Andrew Rosin: I can do it in a word. Happy. You had questions about the staff's ability to recruit on the trail, but this was pretty close to a national class, grabbing talent from Arizona and Connecticut as well as Florida and Ohio. They also won a few battles on the trail in unexpected places. And maybe most importantly, they were able to hang on to the class.
Kevin O'Connell: Overall, I think Wisconsin fans have to be pleased with Chryst's first full recruiting class. They recruited all over the country while still keeping in-state talent and plucking some players from familiar states like Ohio and Illinois. It is also encouraging to still see talent-laden Florida as a priority under Chryst. An infusion of youth in the secondary as well as continued success in recruiting lineman are things to be excited about with this particular class.
Zach Sinykin: I am very satisfied with this class. Chryst and Co. were able to go toe to toe with some of the biggest programs in the country and held their own.
What was the biggest surprise or area of need the Badgers' coaching staff addressed?
Kocorowski: Biggest surprise has to go with Rand's initial commitment. On the same day as 2017 offensive lineman Kayden Lyles, both committed to UW. Rand has a physical presence to him already, with him already able to bench over 500 pounds. The defensive line is deep this year and next, but he's got the talent to break through the two-deep.
Biggest area of need, with Andrew and Kevin noting key positions below, I'll go punter. Wisconsin was 107th in net punting last year (35.4 net yards per punt), and Drew Meyer -- having to deal with three coaches in his time -- regressed to under 40 yards per kick since 2012. Peach State product Anthony Lotti should have that opportunity to step in almost immediately and challenge for the starting punter position. He's a three-star recruit who's a two-time all-state selection, and averaged 43.8 net yards per punt last year. Can he translate that over to the college game? Special teams coach Chris Haering and the team sure hopes so.
Rosin: Wide Receiver. The Badgers finding an impact scholarship player at the position has been tough going since they found Nick Toon. But in Taylor you have a receiver who can be a home run threat and get there quickly. Add to that a high-upside "throw it up and I'll go get it" receiver in Quintez Cephus and someone who was merely really productive his senior season in Kendric Pryor. Wide receivers coach Ted Gilmore did some real work on developing what the Badgers had at receiver last year, it should be fun to see how he builds with this group.
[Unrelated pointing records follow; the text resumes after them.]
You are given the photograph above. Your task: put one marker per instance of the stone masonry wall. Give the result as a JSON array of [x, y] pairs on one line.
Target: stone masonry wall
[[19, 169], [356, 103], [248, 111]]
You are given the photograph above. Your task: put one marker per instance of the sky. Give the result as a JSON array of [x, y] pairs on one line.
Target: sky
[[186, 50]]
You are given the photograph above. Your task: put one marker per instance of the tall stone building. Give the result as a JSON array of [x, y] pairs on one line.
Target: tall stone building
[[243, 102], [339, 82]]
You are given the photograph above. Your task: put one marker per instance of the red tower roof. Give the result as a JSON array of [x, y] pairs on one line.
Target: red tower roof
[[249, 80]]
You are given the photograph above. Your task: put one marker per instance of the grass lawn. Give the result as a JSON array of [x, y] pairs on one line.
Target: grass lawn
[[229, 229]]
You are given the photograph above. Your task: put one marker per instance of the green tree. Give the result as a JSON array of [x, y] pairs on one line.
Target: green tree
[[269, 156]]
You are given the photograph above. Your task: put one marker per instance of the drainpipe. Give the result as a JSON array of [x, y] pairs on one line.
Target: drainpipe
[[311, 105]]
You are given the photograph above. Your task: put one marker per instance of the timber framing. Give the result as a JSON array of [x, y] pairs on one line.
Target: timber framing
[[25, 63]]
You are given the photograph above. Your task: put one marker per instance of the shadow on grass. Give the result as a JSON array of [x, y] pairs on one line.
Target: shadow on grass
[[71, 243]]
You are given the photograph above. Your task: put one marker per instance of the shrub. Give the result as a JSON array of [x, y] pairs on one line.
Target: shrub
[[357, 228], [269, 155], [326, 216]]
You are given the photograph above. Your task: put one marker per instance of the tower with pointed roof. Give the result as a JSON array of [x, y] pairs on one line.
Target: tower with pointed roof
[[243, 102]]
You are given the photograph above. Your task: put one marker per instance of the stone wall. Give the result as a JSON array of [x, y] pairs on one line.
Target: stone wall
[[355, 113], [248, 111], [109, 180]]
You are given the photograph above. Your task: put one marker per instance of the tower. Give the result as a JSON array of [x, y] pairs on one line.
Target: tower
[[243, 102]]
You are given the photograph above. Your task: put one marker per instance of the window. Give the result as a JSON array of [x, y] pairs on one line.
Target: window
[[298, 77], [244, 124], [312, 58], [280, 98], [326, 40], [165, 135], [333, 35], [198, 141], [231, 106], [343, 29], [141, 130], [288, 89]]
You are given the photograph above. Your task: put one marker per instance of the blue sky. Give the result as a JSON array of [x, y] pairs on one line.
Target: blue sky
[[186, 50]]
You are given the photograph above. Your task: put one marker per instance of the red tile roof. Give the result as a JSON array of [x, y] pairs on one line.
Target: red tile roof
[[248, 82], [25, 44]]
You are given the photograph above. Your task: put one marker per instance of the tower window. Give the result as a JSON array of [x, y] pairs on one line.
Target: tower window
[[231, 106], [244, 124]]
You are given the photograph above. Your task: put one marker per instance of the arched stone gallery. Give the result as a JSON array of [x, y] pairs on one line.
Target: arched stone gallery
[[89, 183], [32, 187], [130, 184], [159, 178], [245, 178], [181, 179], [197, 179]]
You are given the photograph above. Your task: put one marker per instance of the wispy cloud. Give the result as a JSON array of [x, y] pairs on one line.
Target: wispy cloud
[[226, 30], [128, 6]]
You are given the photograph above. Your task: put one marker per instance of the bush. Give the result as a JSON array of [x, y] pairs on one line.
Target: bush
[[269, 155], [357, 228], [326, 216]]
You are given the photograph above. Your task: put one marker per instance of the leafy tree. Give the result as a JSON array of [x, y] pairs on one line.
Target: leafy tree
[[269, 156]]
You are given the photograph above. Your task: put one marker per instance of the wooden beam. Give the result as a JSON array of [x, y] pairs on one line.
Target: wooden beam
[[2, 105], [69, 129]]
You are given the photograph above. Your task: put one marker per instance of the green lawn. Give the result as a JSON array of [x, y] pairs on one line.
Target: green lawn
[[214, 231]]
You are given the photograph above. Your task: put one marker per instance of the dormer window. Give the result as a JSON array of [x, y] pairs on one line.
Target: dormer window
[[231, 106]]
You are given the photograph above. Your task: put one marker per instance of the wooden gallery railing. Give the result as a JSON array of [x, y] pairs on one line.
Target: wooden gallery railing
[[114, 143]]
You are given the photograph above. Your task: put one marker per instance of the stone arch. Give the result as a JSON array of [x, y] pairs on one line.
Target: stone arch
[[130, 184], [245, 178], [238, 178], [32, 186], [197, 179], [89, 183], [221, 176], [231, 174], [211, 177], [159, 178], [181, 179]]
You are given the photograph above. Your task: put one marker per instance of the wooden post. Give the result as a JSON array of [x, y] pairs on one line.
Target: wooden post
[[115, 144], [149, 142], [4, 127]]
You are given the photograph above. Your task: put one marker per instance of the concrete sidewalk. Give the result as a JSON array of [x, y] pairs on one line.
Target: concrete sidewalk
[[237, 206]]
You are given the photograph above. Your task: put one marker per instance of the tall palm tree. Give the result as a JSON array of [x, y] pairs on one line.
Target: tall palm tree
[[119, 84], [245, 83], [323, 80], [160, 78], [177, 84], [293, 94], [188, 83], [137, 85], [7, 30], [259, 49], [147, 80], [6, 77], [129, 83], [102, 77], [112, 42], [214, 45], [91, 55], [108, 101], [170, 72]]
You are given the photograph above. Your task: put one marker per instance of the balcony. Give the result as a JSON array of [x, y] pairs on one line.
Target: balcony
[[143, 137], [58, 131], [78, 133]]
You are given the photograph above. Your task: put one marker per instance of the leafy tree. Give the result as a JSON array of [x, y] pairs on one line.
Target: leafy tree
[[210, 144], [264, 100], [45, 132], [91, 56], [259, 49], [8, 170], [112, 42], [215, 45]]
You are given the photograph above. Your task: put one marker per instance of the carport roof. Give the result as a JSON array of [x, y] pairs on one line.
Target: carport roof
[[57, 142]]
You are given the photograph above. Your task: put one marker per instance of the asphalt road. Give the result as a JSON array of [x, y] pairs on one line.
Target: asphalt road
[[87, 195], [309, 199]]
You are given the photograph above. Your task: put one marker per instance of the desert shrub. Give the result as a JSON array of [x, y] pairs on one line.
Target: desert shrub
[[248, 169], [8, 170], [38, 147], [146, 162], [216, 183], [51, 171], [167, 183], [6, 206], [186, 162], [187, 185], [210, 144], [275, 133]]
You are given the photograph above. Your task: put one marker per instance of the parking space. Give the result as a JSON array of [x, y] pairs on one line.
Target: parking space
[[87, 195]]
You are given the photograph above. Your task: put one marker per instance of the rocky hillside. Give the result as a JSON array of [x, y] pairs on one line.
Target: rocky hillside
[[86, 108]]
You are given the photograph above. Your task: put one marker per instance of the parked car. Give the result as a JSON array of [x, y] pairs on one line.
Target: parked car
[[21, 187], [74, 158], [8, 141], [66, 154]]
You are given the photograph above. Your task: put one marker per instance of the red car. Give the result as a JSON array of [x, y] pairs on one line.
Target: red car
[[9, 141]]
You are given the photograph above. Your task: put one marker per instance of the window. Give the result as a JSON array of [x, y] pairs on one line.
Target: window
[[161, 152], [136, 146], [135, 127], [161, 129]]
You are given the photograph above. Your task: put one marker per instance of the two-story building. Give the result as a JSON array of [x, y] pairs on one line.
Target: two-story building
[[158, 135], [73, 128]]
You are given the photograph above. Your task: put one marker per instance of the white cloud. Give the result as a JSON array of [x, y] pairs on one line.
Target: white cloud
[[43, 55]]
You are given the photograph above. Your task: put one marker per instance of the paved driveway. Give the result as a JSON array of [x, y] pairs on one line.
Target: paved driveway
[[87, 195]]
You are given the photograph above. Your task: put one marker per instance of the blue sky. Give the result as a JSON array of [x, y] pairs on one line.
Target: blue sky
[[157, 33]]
O'Connell: Secondary. Wisconsin clearly made this a priority for 2016, with a number of impact players graduating in the next couple of years. With McEvoy and Caputo both gone, a pair of Maryland recruits (Eric Burrell and) add depth to the safety position and figure to be impact players during their Badger careers. Wisconsin also solidified the cornerback position with high-upside prospects in Caesar Williams, Dontye Carriere-Williams and Ke'Shan Pennamon. Athletic secondary prospects are traditionally difficult for the Badgers to get, so seeing Chryst lock-up a number of talented defensive backs is exciting for the future of Wisconsin's defense.